Computer simulation has been described as the most effective tool for de-signing and analyzing systems in general and discrete-event systems (e.g., production or logistic systems) in particular (De Vin et al. 2004). Historically, the main disadvantage of simulation is that it was not a real optimization tool. Recently, research efforts have been focused on integrating metaheuristic algorithms, such as genetic algorithms (GA) with simulation software so that “optimal” or close to optimal solutions can be found automatically. An optimal solution here means the setting of a set of controllable design variables (also known as decision variables) that can minimize or maximize an objective function. This approach is called simulation optimization or simulation-based optimization (SBO), which is perhaps the most important new simulation technology in the last few years (Law and McComas 2002). In contrast to other optimization problems, it is assumed that the objective function in an SBO problem cannot be evaluated analytically but have to be estimated through deterministic/ stochastic simulation.

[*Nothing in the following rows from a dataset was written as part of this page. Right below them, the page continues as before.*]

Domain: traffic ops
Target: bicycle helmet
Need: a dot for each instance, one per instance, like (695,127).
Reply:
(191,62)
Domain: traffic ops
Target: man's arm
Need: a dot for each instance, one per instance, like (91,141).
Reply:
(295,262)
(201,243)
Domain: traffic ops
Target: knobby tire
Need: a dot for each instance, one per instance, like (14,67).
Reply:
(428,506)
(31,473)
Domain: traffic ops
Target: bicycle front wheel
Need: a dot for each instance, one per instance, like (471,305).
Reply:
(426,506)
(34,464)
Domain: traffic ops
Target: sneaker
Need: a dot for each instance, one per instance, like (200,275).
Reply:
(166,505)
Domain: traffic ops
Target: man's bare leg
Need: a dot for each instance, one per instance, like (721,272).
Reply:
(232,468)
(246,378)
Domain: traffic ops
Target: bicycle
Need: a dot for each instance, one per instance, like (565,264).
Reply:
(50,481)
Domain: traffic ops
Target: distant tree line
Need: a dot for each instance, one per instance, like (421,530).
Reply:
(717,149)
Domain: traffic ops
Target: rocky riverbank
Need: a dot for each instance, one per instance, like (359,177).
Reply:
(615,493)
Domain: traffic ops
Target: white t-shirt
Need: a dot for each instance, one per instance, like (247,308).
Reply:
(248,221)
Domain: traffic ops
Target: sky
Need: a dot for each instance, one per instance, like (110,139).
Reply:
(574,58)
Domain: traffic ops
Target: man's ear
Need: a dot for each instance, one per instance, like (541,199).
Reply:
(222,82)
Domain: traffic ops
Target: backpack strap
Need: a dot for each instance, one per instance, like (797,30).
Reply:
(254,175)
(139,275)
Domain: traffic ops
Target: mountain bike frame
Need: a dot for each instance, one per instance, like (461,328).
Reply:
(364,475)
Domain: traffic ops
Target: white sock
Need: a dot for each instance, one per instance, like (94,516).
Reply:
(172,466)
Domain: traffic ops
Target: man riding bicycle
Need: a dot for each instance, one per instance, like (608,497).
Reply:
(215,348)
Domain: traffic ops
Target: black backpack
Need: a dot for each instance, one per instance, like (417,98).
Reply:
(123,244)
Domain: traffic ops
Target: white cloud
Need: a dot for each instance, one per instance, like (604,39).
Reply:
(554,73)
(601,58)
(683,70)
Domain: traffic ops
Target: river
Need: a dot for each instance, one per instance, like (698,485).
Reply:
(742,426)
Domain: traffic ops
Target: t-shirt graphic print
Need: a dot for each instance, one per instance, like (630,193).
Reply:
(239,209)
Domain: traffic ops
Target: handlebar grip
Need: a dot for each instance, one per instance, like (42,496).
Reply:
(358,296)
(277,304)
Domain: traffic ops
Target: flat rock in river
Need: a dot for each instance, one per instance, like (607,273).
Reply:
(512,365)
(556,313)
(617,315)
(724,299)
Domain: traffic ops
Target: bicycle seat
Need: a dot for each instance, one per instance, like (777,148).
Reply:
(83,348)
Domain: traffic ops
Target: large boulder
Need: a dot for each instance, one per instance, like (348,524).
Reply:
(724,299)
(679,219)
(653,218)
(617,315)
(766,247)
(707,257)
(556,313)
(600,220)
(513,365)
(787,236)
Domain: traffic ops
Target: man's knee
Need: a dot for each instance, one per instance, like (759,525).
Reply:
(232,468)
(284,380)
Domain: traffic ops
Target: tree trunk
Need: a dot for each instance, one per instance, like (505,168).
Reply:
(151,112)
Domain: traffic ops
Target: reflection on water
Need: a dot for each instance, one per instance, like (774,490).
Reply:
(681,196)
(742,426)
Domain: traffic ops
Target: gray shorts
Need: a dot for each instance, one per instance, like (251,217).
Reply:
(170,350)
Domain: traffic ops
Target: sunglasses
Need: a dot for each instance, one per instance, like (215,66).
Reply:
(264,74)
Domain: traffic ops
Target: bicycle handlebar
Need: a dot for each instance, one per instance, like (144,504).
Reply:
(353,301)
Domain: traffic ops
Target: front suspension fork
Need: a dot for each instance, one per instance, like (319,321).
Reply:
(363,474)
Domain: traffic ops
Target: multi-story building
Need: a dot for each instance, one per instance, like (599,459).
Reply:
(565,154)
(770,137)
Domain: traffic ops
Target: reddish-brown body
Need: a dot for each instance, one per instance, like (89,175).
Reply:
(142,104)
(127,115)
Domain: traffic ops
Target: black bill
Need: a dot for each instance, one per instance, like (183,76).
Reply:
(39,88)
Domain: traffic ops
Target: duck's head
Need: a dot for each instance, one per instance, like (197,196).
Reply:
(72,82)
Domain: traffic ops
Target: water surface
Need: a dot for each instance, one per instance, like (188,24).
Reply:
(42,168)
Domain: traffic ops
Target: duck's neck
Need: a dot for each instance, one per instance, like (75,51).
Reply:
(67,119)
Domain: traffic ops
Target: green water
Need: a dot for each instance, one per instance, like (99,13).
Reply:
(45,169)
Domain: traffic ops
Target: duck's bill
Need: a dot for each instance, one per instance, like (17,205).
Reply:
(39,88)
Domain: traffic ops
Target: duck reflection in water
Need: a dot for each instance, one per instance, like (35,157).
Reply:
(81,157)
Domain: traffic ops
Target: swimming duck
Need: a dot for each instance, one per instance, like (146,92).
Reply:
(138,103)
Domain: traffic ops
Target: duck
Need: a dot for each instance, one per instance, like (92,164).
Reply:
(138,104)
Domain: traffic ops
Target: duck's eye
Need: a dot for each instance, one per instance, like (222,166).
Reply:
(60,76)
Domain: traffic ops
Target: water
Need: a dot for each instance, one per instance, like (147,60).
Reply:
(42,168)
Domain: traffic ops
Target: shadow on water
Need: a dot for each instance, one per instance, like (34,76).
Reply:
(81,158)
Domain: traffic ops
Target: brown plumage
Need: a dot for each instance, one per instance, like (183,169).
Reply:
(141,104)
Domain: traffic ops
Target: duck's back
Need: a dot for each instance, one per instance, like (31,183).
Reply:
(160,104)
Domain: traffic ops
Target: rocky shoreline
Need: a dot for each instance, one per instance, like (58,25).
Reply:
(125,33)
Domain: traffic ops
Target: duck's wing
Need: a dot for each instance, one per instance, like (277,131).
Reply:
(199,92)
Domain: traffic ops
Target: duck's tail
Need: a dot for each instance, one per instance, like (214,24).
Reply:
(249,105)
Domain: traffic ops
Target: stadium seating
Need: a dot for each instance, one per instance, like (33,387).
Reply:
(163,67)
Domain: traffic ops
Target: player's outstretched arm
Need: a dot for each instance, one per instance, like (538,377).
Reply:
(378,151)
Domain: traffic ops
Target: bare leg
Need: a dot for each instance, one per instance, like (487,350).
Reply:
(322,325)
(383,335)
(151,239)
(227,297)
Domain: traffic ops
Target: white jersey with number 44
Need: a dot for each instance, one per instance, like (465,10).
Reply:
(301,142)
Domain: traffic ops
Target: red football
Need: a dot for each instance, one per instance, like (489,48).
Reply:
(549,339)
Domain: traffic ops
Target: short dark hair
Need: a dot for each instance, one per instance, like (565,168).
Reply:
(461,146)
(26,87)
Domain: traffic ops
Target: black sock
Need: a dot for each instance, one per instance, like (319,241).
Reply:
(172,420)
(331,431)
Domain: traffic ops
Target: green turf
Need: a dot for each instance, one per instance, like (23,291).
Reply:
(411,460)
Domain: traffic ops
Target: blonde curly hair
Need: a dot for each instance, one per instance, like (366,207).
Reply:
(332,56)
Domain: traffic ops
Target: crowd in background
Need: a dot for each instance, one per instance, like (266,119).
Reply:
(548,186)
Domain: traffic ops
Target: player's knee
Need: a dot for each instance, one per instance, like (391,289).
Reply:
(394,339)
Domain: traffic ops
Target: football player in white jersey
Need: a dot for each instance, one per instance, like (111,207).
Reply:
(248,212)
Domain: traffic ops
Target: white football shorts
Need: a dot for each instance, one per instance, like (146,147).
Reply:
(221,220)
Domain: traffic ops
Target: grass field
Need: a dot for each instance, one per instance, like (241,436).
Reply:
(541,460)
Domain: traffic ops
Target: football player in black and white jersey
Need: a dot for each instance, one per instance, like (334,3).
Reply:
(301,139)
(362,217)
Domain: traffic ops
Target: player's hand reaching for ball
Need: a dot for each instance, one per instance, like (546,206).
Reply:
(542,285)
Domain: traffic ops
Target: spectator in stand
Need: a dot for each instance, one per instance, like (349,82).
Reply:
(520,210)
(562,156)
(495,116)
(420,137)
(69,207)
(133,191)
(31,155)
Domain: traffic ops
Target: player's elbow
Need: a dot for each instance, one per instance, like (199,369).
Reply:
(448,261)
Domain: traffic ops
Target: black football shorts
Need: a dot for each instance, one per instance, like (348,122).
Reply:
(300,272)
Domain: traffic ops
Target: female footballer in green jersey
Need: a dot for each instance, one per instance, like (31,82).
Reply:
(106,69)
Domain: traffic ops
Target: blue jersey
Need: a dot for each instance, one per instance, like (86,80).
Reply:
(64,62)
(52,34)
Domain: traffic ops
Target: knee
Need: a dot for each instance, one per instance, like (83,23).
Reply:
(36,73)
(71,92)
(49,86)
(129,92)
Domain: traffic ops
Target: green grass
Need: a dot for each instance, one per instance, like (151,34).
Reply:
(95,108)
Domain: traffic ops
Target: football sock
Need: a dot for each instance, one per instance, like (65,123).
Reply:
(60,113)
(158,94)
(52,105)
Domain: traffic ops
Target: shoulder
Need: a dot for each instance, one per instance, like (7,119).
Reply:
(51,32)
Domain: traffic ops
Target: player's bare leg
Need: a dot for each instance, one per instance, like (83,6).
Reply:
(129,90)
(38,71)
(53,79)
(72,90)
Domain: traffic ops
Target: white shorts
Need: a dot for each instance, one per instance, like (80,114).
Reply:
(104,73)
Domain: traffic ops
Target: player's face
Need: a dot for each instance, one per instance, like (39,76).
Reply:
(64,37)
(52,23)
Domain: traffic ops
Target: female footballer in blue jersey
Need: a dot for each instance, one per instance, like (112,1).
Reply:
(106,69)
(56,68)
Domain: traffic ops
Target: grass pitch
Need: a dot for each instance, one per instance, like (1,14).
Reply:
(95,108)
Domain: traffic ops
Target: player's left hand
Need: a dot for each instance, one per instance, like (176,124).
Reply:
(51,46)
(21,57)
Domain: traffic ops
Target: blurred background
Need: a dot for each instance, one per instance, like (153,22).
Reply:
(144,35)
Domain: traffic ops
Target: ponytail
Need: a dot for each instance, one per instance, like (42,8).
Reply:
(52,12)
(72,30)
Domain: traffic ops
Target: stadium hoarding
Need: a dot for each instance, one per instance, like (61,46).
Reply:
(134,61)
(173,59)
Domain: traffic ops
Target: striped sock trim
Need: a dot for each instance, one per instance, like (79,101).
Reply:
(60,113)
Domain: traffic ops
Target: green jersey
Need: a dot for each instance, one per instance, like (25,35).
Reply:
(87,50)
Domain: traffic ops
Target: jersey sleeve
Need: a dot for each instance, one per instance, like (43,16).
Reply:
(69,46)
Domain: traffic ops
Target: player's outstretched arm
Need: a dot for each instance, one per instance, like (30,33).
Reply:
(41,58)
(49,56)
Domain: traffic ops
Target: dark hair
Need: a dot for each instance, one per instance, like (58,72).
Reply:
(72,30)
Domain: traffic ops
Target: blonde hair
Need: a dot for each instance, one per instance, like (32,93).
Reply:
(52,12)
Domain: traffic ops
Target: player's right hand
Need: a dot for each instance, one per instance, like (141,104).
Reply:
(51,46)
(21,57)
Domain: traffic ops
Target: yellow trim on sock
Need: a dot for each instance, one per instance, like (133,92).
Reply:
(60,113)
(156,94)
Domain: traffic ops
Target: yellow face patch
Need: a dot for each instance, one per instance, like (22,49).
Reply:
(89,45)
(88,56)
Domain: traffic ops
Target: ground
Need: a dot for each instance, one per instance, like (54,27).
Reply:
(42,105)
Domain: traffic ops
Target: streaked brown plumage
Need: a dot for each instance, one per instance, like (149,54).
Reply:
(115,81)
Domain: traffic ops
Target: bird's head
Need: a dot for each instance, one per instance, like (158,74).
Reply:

There is an urgent need for the automotive inductry to explore strategies and methods to accelerate the industrial efficiency progress and support decision making in order to regain profitability. At the same time, decision making should not be made strictly from a view of productivity and investment cost. Manufactures worldwide are taking steps towards more sustainable manufacturing. Sustainability, in terms of "Energy Efficiency", "Lean", "Lead Time Efficiency" and other forms of reuse/conservation of resources has become a paramount factor that needs to be considered not only during the operational stage but from the very first day a production system is designed or configured. Therefore, to optimise a manufacturing system today is not only about maximising capacity and minimising costs, it is also about minimising energy use, minimising loss, minimising manufacturing lead time and other sustainability measures. The aim of the presentation is to introduce an innovative simulation-based optimisation and knowledge elicitation methodology for decision-making support within the production systems lifecycle to increase the profitability (increasing cost effectiveness) and simultaneously sustainability (increasing energy efficiency, reducing losses/wastes and shorten Order to Delivery Time) of the Swedish manufacturing industry. The methodology is so called Holistic Simulation Optimisation (HSO) because unlike today's industrial practice that productivity, cost and sustainability are optimised separately, the framework proposed takes into account productivity, cost, and sustainability in a multi-level and multi-objective context. The HSO methodology is realised through the development of a software toolset that synergistically integrates Discrete Event Simulation with the sustainability and cost models that have been developed or extended by industrial companies with state-of-the-art multi-objective optimisation and data mining technologies. The potential benefits of using the HSO methodology on the efficiency of the production systems that are measurable and can be verified quantitatively are: 5-15% increase in productivity; 10-20% reduction in manufacturing lead time; reduction in environmental wastes, in terms of energy use and other forms of losses (10-20%). The paper will present how these estimations are based on the case studies conducted in Swedish automotive industry.